Federal court | Immigration and Citizenship | Admission | Application for temporary resident or immigrant visa
Husband and wife applicants were citizens of Albania, and two daughters were citizens of United States. Senior immigration officer denied applicants’ application for permanent residence on humanitarian and compassionate grounds. Applicants applied for judicial review. Application granted. Issue was not degree to which applicants had become established, but whether degree of establishment they achieved was such that if required to leave Canada they would experience unusual, undeserved or disproportionate hardship other than hardship normally associated with departure.

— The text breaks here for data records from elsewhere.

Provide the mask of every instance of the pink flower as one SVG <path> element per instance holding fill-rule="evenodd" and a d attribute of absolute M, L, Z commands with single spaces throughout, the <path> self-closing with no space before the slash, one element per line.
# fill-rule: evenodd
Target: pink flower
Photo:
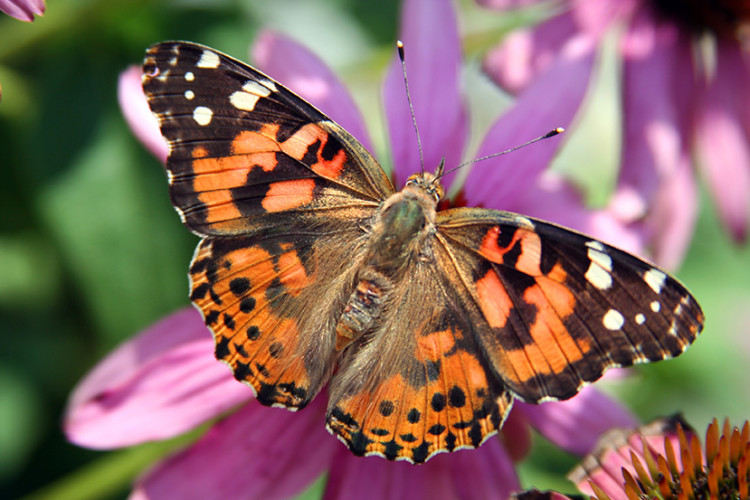
<path fill-rule="evenodd" d="M 468 120 L 458 85 L 461 57 L 451 2 L 407 0 L 402 35 L 425 168 L 435 168 L 442 156 L 456 165 L 464 155 Z M 272 33 L 260 37 L 253 55 L 264 72 L 370 148 L 353 100 L 320 60 Z M 419 159 L 399 75 L 394 61 L 384 100 L 394 177 L 402 183 L 418 170 Z M 134 79 L 126 73 L 120 85 L 126 118 L 136 135 L 163 159 L 154 119 L 141 112 L 143 97 L 134 88 Z M 122 88 L 127 86 L 131 88 Z M 545 132 L 550 124 L 568 125 L 576 103 L 537 108 L 540 96 L 551 88 L 540 84 L 519 97 L 514 109 L 487 134 L 480 154 L 520 144 Z M 512 158 L 476 165 L 465 184 L 466 199 L 565 222 L 637 249 L 638 238 L 616 224 L 613 214 L 588 212 L 569 186 L 543 172 L 558 146 L 559 139 L 551 139 Z M 227 415 L 231 410 L 235 411 Z M 324 415 L 324 397 L 298 413 L 260 406 L 252 400 L 252 391 L 214 359 L 212 336 L 200 315 L 184 310 L 121 346 L 81 382 L 71 398 L 65 430 L 71 441 L 82 446 L 114 448 L 176 436 L 221 417 L 195 444 L 147 472 L 131 497 L 137 499 L 286 498 L 326 471 L 326 498 L 504 498 L 519 488 L 513 458 L 528 449 L 529 424 L 579 454 L 589 451 L 603 431 L 634 424 L 626 410 L 586 388 L 567 402 L 517 403 L 503 428 L 503 442 L 490 439 L 478 450 L 439 455 L 415 467 L 354 457 L 325 431 Z"/>
<path fill-rule="evenodd" d="M 709 424 L 703 444 L 681 417 L 659 419 L 636 430 L 605 434 L 570 479 L 591 498 L 748 498 L 750 422 Z M 528 491 L 517 500 L 566 500 L 555 492 Z"/>
<path fill-rule="evenodd" d="M 34 16 L 41 16 L 46 8 L 44 0 L 0 0 L 0 11 L 21 21 L 33 21 Z"/>
<path fill-rule="evenodd" d="M 479 3 L 511 8 L 536 1 Z M 623 125 L 614 200 L 630 200 L 631 216 L 652 238 L 655 260 L 676 267 L 697 213 L 694 154 L 721 219 L 737 241 L 744 241 L 750 216 L 750 58 L 741 39 L 749 16 L 744 3 L 562 4 L 559 15 L 507 37 L 485 59 L 485 71 L 502 87 L 520 92 L 539 79 L 564 77 L 571 71 L 565 65 L 571 46 L 582 47 L 577 81 L 565 87 L 582 92 L 598 69 L 595 56 L 604 36 L 619 33 Z M 660 7 L 672 4 L 673 9 Z"/>

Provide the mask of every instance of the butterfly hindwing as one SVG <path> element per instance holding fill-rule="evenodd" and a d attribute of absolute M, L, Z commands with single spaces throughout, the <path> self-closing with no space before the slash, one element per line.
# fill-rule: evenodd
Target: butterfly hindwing
<path fill-rule="evenodd" d="M 205 237 L 191 300 L 216 356 L 262 403 L 303 407 L 333 369 L 339 295 L 351 293 L 361 227 L 390 181 L 339 125 L 213 49 L 160 43 L 143 69 L 172 202 Z"/>
<path fill-rule="evenodd" d="M 395 193 L 348 132 L 231 57 L 164 42 L 143 69 L 172 202 L 203 237 L 190 298 L 216 357 L 265 405 L 302 408 L 329 383 L 328 428 L 357 455 L 477 447 L 514 397 L 570 398 L 702 328 L 679 282 L 625 252 L 507 212 L 437 212 L 429 173 Z"/>
<path fill-rule="evenodd" d="M 172 202 L 197 234 L 351 220 L 393 192 L 348 132 L 257 70 L 188 42 L 152 46 L 143 89 L 169 142 Z"/>
<path fill-rule="evenodd" d="M 328 428 L 357 455 L 421 463 L 496 433 L 511 393 L 434 263 L 414 263 L 392 312 L 355 342 L 330 384 Z"/>
<path fill-rule="evenodd" d="M 216 357 L 261 403 L 301 408 L 327 382 L 332 325 L 351 293 L 361 239 L 290 232 L 207 238 L 196 249 L 190 298 L 214 333 Z"/>
<path fill-rule="evenodd" d="M 438 239 L 481 310 L 480 343 L 521 399 L 567 399 L 613 366 L 677 356 L 703 312 L 664 271 L 580 233 L 516 214 L 455 209 Z"/>

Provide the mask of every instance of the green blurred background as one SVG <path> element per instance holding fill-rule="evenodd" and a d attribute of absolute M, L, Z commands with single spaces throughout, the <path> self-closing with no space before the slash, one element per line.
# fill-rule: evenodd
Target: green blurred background
<path fill-rule="evenodd" d="M 457 6 L 476 139 L 509 102 L 480 76 L 481 55 L 533 16 Z M 395 0 L 52 0 L 33 23 L 0 16 L 0 497 L 124 498 L 140 470 L 180 444 L 94 452 L 60 430 L 71 389 L 98 359 L 187 304 L 196 238 L 169 203 L 161 165 L 123 121 L 119 73 L 165 39 L 247 60 L 259 30 L 276 29 L 344 79 L 387 158 L 379 89 L 398 9 Z M 594 204 L 611 190 L 618 154 L 606 73 L 555 162 Z M 705 333 L 677 360 L 601 384 L 644 420 L 681 410 L 698 429 L 750 413 L 750 251 L 702 200 L 678 276 L 706 311 Z M 537 439 L 524 486 L 570 489 L 562 475 L 573 463 Z"/>

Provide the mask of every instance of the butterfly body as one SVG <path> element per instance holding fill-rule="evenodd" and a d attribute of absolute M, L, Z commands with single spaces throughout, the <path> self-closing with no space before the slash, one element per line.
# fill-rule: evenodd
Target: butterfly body
<path fill-rule="evenodd" d="M 570 398 L 702 328 L 678 281 L 625 252 L 509 212 L 438 210 L 442 165 L 396 191 L 346 130 L 213 49 L 151 47 L 143 87 L 172 202 L 202 237 L 190 298 L 216 357 L 268 406 L 303 408 L 327 385 L 328 428 L 355 454 L 477 447 L 514 398 Z"/>

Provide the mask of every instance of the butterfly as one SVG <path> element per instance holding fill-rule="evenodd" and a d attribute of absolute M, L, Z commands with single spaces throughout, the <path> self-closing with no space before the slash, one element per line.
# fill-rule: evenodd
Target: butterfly
<path fill-rule="evenodd" d="M 202 237 L 190 299 L 216 357 L 267 406 L 298 410 L 327 386 L 327 427 L 356 455 L 476 448 L 514 398 L 570 398 L 607 368 L 680 354 L 703 326 L 678 281 L 623 251 L 438 210 L 442 165 L 396 191 L 341 126 L 216 50 L 152 46 L 143 89 L 172 203 Z"/>

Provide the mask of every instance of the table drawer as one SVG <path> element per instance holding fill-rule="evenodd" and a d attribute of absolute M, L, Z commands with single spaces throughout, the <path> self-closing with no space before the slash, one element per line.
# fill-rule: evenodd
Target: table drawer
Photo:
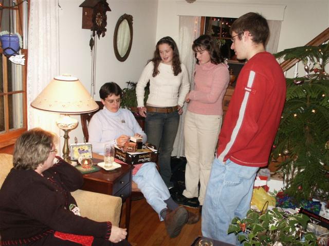
<path fill-rule="evenodd" d="M 130 183 L 131 182 L 130 177 L 130 172 L 129 172 L 116 180 L 115 183 L 113 184 L 112 194 L 116 194 L 125 186 L 127 183 Z"/>
<path fill-rule="evenodd" d="M 114 196 L 121 197 L 122 199 L 122 202 L 123 202 L 127 197 L 130 196 L 131 189 L 131 185 L 130 184 L 128 184 L 122 190 L 120 190 L 116 193 L 115 193 Z"/>

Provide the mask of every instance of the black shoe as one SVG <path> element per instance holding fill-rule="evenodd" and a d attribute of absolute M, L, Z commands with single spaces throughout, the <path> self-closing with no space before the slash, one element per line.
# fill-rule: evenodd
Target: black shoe
<path fill-rule="evenodd" d="M 185 197 L 184 196 L 184 197 Z M 197 197 L 193 197 L 193 198 L 187 198 L 187 200 L 182 203 L 182 205 L 189 208 L 197 208 L 199 207 L 200 203 Z"/>
<path fill-rule="evenodd" d="M 174 188 L 169 190 L 169 193 L 171 195 L 171 197 L 173 198 L 173 200 L 177 203 L 184 205 L 189 198 L 184 196 L 181 193 L 179 192 L 177 190 L 174 190 Z M 172 190 L 173 190 L 171 191 Z"/>

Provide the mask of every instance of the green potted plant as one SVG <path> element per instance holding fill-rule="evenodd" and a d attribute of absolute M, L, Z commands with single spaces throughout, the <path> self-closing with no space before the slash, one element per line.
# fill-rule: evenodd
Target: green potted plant
<path fill-rule="evenodd" d="M 137 110 L 137 98 L 136 96 L 136 87 L 137 83 L 129 81 L 126 82 L 127 87 L 122 89 L 122 98 L 120 107 L 126 108 L 131 110 L 133 113 L 138 114 Z M 149 94 L 150 94 L 150 83 L 148 83 L 145 88 L 145 94 L 144 96 L 144 105 L 146 104 L 148 100 Z"/>
<path fill-rule="evenodd" d="M 287 214 L 277 208 L 260 214 L 249 210 L 247 217 L 235 217 L 228 234 L 239 234 L 244 246 L 316 246 L 317 237 L 306 231 L 309 218 L 302 214 Z"/>

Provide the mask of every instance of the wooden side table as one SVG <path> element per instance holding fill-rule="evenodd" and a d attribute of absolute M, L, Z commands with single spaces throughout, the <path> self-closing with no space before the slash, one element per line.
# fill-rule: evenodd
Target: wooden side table
<path fill-rule="evenodd" d="M 93 156 L 95 155 L 96 155 L 93 154 Z M 103 160 L 93 158 L 93 161 L 94 163 L 98 163 Z M 98 172 L 82 175 L 84 183 L 81 190 L 118 196 L 122 199 L 122 202 L 125 201 L 127 233 L 129 231 L 131 210 L 132 170 L 132 165 L 122 164 L 121 168 L 114 170 L 105 171 L 101 169 Z"/>

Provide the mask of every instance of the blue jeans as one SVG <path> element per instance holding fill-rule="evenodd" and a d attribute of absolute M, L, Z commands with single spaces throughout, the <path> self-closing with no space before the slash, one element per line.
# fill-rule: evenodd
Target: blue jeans
<path fill-rule="evenodd" d="M 202 209 L 204 236 L 240 245 L 237 237 L 234 233 L 228 235 L 227 230 L 234 217 L 246 217 L 259 168 L 215 158 Z"/>
<path fill-rule="evenodd" d="M 170 194 L 155 167 L 155 163 L 143 164 L 137 173 L 133 175 L 133 181 L 137 184 L 148 203 L 160 217 L 160 212 L 167 208 L 164 201 L 170 197 Z M 163 220 L 162 218 L 160 218 Z"/>
<path fill-rule="evenodd" d="M 145 119 L 145 133 L 148 136 L 148 142 L 154 145 L 159 151 L 160 174 L 168 188 L 174 186 L 170 181 L 170 159 L 179 123 L 179 115 L 177 112 L 147 112 Z"/>

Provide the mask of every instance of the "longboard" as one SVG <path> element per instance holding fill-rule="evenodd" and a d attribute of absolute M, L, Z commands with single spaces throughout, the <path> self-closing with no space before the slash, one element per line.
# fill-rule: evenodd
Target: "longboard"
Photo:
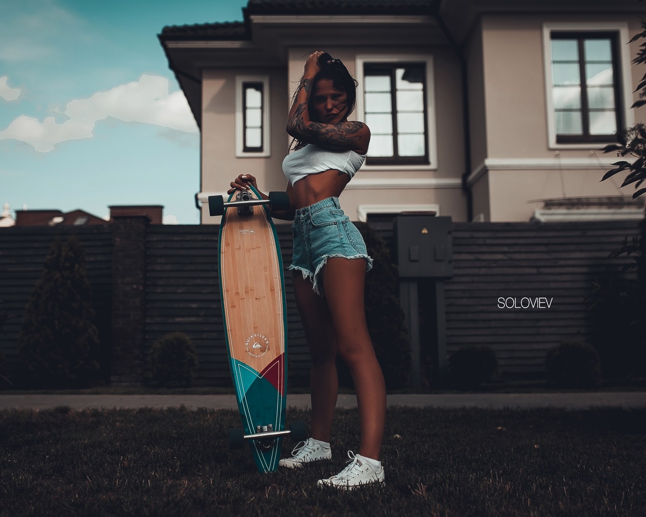
<path fill-rule="evenodd" d="M 222 315 L 238 408 L 244 438 L 249 439 L 285 429 L 287 311 L 282 259 L 276 228 L 264 206 L 225 207 L 218 197 L 219 211 L 224 211 L 218 240 Z M 246 197 L 260 199 L 253 187 Z M 277 469 L 282 436 L 289 432 L 247 440 L 260 472 Z M 229 434 L 230 441 L 242 441 L 242 432 L 234 432 L 233 438 L 231 430 Z"/>

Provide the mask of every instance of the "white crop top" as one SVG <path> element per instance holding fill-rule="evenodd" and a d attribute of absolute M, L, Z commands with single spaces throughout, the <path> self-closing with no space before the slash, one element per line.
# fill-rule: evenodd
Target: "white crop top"
<path fill-rule="evenodd" d="M 365 160 L 365 154 L 353 151 L 333 151 L 308 143 L 285 156 L 283 173 L 292 186 L 308 174 L 330 169 L 344 172 L 351 180 Z"/>

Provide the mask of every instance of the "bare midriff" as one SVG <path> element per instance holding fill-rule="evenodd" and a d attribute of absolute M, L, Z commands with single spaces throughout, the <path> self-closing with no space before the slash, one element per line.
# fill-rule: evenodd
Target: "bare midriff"
<path fill-rule="evenodd" d="M 338 198 L 349 180 L 347 174 L 333 169 L 309 174 L 294 184 L 292 204 L 304 208 L 327 198 Z"/>

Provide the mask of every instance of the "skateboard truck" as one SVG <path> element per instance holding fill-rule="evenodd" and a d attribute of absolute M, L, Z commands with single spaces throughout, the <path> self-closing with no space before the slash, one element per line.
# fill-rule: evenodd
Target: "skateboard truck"
<path fill-rule="evenodd" d="M 256 432 L 253 434 L 245 434 L 242 428 L 229 430 L 229 448 L 240 448 L 244 445 L 245 441 L 256 441 L 260 446 L 266 450 L 274 447 L 276 438 L 278 436 L 291 435 L 292 439 L 296 441 L 303 441 L 307 439 L 307 428 L 305 422 L 297 420 L 289 425 L 289 430 L 275 431 L 273 425 L 256 425 Z"/>
<path fill-rule="evenodd" d="M 255 199 L 249 191 L 238 192 L 236 195 L 236 200 L 225 203 L 222 196 L 209 196 L 209 215 L 222 215 L 224 209 L 227 207 L 237 207 L 238 213 L 242 216 L 251 215 L 253 213 L 253 207 L 256 205 L 269 205 L 269 211 L 288 210 L 290 206 L 289 196 L 286 192 L 282 191 L 270 192 L 269 199 Z"/>
<path fill-rule="evenodd" d="M 248 191 L 244 192 L 238 191 L 236 195 L 236 199 L 238 201 L 251 201 L 254 200 L 254 197 Z M 253 205 L 239 204 L 238 206 L 238 215 L 253 215 Z M 260 431 L 258 431 L 260 432 Z"/>

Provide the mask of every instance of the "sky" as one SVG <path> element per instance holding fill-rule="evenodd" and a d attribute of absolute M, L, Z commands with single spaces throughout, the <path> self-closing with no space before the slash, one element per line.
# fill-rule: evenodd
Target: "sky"
<path fill-rule="evenodd" d="M 247 0 L 0 0 L 0 207 L 199 224 L 197 125 L 157 38 Z"/>

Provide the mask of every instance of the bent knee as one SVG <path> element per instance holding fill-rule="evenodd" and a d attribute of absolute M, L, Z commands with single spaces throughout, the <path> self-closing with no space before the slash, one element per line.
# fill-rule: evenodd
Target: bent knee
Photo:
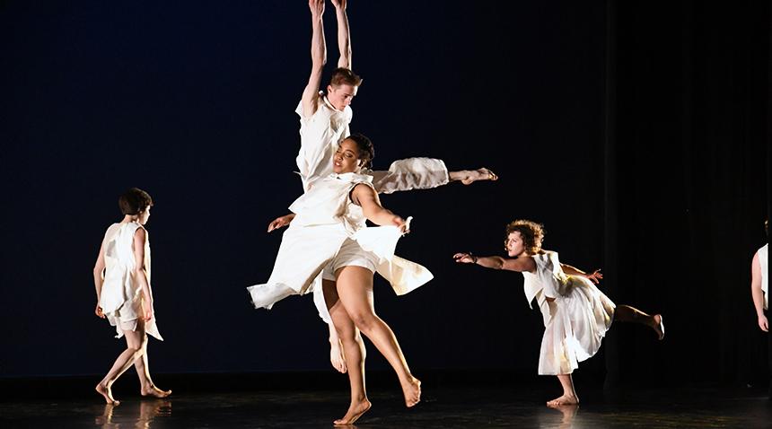
<path fill-rule="evenodd" d="M 359 330 L 367 332 L 377 323 L 378 316 L 372 311 L 361 311 L 353 314 L 351 320 Z"/>

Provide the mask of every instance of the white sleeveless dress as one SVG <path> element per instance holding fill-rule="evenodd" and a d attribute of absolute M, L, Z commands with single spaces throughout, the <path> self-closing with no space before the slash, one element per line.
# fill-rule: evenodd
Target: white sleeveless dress
<path fill-rule="evenodd" d="M 356 241 L 363 251 L 374 255 L 378 273 L 397 294 L 408 293 L 433 278 L 424 267 L 394 255 L 401 237 L 396 226 L 365 226 L 362 207 L 351 202 L 349 194 L 360 183 L 372 187 L 372 179 L 371 176 L 353 172 L 331 174 L 315 180 L 290 206 L 296 215 L 282 235 L 268 283 L 247 288 L 255 308 L 270 309 L 287 296 L 318 290 L 314 301 L 320 315 L 329 322 L 327 307 L 319 305 L 323 302 L 320 274 L 347 240 Z"/>
<path fill-rule="evenodd" d="M 143 317 L 142 292 L 135 276 L 136 262 L 134 258 L 134 234 L 141 228 L 136 222 L 113 223 L 107 229 L 102 248 L 104 249 L 105 274 L 100 295 L 100 307 L 118 335 L 123 337 L 124 330 L 136 330 L 137 319 Z M 145 267 L 150 282 L 150 239 L 145 241 Z M 153 291 L 151 289 L 151 296 Z M 163 340 L 155 326 L 155 312 L 153 319 L 145 323 L 145 331 Z"/>
<path fill-rule="evenodd" d="M 533 259 L 536 273 L 522 276 L 529 305 L 535 298 L 544 318 L 539 373 L 570 374 L 601 348 L 616 306 L 590 280 L 566 275 L 557 252 Z"/>

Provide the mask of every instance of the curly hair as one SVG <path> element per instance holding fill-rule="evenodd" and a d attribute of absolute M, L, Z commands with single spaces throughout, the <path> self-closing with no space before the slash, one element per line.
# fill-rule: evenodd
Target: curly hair
<path fill-rule="evenodd" d="M 138 188 L 131 188 L 120 196 L 118 205 L 124 214 L 139 214 L 153 206 L 153 198 L 147 192 Z"/>
<path fill-rule="evenodd" d="M 369 169 L 373 167 L 373 160 L 375 158 L 375 146 L 367 136 L 355 133 L 346 137 L 356 144 L 356 148 L 359 150 L 359 159 L 362 160 L 362 168 Z"/>
<path fill-rule="evenodd" d="M 504 246 L 506 245 L 509 234 L 514 232 L 520 232 L 520 236 L 522 237 L 522 241 L 525 244 L 525 251 L 531 255 L 536 255 L 541 251 L 541 241 L 544 240 L 544 225 L 526 219 L 518 219 L 510 222 L 506 225 Z"/>

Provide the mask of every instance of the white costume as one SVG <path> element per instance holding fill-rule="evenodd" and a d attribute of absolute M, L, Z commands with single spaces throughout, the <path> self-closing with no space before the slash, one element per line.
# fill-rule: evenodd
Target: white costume
<path fill-rule="evenodd" d="M 105 275 L 99 305 L 118 335 L 124 330 L 136 330 L 137 318 L 144 317 L 144 304 L 139 282 L 135 278 L 136 262 L 134 258 L 134 234 L 142 225 L 136 222 L 113 223 L 107 229 L 102 241 Z M 145 267 L 150 285 L 150 240 L 145 241 Z M 153 292 L 151 290 L 151 296 Z M 163 340 L 153 319 L 145 323 L 145 331 Z"/>
<path fill-rule="evenodd" d="M 388 171 L 365 170 L 362 174 L 335 175 L 332 171 L 332 159 L 340 143 L 350 135 L 348 124 L 351 122 L 353 111 L 349 106 L 343 110 L 336 109 L 321 92 L 316 102 L 317 109 L 310 118 L 303 115 L 303 101 L 298 103 L 295 109 L 300 117 L 301 125 L 301 148 L 295 159 L 298 173 L 303 180 L 303 191 L 306 193 L 311 190 L 312 184 L 322 183 L 320 179 L 334 176 L 338 179 L 338 184 L 325 182 L 324 190 L 314 189 L 311 197 L 303 195 L 293 204 L 290 209 L 297 215 L 282 237 L 282 244 L 279 247 L 279 254 L 276 257 L 271 278 L 268 284 L 250 286 L 248 290 L 256 308 L 270 308 L 274 302 L 282 298 L 312 291 L 313 301 L 320 317 L 326 322 L 331 323 L 327 304 L 324 302 L 321 278 L 323 276 L 327 279 L 334 279 L 333 273 L 338 267 L 338 264 L 341 267 L 353 265 L 377 270 L 391 283 L 398 294 L 407 293 L 432 278 L 431 273 L 425 267 L 393 255 L 396 241 L 399 239 L 399 233 L 395 231 L 382 232 L 381 228 L 367 228 L 359 232 L 357 238 L 354 238 L 354 234 L 364 226 L 364 218 L 361 214 L 361 207 L 348 201 L 348 192 L 353 186 L 355 183 L 366 182 L 373 186 L 376 192 L 389 194 L 399 190 L 435 188 L 448 183 L 449 176 L 443 161 L 430 158 L 397 161 L 391 164 Z M 341 183 L 347 181 L 348 188 L 343 189 L 346 187 Z M 341 188 L 338 188 L 338 186 Z M 345 197 L 342 190 L 346 190 Z M 326 210 L 329 213 L 325 213 L 325 209 L 319 209 L 316 210 L 315 214 L 311 214 L 315 210 L 313 208 L 315 205 L 324 206 L 333 204 L 333 201 L 337 206 L 332 208 L 331 212 L 330 207 L 327 207 Z M 296 209 L 303 211 L 305 214 L 302 215 L 295 211 Z M 351 217 L 347 222 L 344 222 L 344 229 L 347 232 L 344 236 L 340 235 L 339 227 L 330 226 L 334 223 L 330 223 L 330 219 L 339 216 L 340 213 L 347 210 L 350 210 Z M 336 214 L 330 216 L 333 212 Z M 309 223 L 311 221 L 308 219 L 320 216 L 327 218 L 313 221 L 318 223 L 312 222 Z M 335 223 L 339 220 L 338 218 Z M 304 233 L 303 231 L 293 228 L 293 225 L 301 223 L 306 223 L 304 226 L 315 224 L 317 228 L 313 230 L 313 235 L 316 239 L 309 241 L 308 238 L 301 238 Z M 328 226 L 322 228 L 321 225 Z M 385 233 L 387 238 L 378 246 L 380 250 L 376 250 L 375 243 L 380 240 L 379 234 L 382 233 Z M 363 250 L 365 251 L 363 252 Z M 305 262 L 304 265 L 312 266 L 315 268 L 311 273 L 303 270 L 294 271 L 291 267 L 294 264 L 291 256 L 294 254 L 303 255 L 301 258 Z M 330 254 L 334 257 L 330 258 Z M 322 261 L 327 263 L 317 270 L 316 265 L 321 264 Z M 282 267 L 285 263 L 290 266 Z M 317 274 L 312 278 L 307 278 L 307 276 L 312 273 Z M 294 276 L 290 276 L 290 278 L 285 277 L 290 274 Z"/>
<path fill-rule="evenodd" d="M 547 251 L 533 259 L 536 273 L 522 276 L 529 305 L 535 298 L 544 318 L 539 373 L 570 374 L 598 352 L 616 306 L 590 280 L 566 276 L 557 253 Z"/>
<path fill-rule="evenodd" d="M 314 180 L 293 203 L 290 210 L 296 215 L 282 236 L 268 282 L 247 288 L 255 308 L 270 309 L 289 295 L 306 293 L 312 285 L 316 285 L 314 289 L 320 289 L 315 280 L 349 241 L 355 241 L 360 253 L 371 253 L 370 258 L 377 264 L 374 267 L 397 294 L 407 293 L 432 279 L 426 268 L 394 256 L 401 236 L 399 228 L 365 226 L 362 207 L 352 203 L 349 195 L 358 184 L 372 187 L 371 180 L 371 176 L 353 172 L 331 174 Z M 325 320 L 329 320 L 327 306 L 323 308 Z"/>
<path fill-rule="evenodd" d="M 769 244 L 767 243 L 756 252 L 759 255 L 759 265 L 761 266 L 761 290 L 764 292 L 764 310 L 769 308 L 769 298 L 768 297 L 769 294 L 769 271 L 767 268 L 768 248 Z"/>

When officer said that established was what would be expected she meant that applicants’ circumstances were ordinary and there was nothing that would meet hardship test, and that aspect of decision was reasonable. However, officer’s analysis of best interests of minor daughter was unreasonable because it was unrealistic. Officer had no basis for speculation that daughter spoke Albanian, and it was unreasonable to find daughter to be resilient and able to cope with move from Canada to Albania based on prior move from Michigan to Ontario, as moves were not comparable. It was not reasonable for officer to conclude that Canadian teenagers would take time necessary to maintain friendships with daughter when they were not likely to see her again. It was unreasonable for officer to conclude that best interests of daughter were only impacted in negative manner if her well-being would be in jeopardy in Albania or if she faced impossible feat adapting to life in Albania. Humanitarian and compassionate application was to be reconsidered by another officer.
Shtjefhilaj v. Canada (Minister of Citizenship and Immigration) (2017), 2017 CarswellNat 987, 2017 FC 340, Sandra J. Simpson J. (F.C.).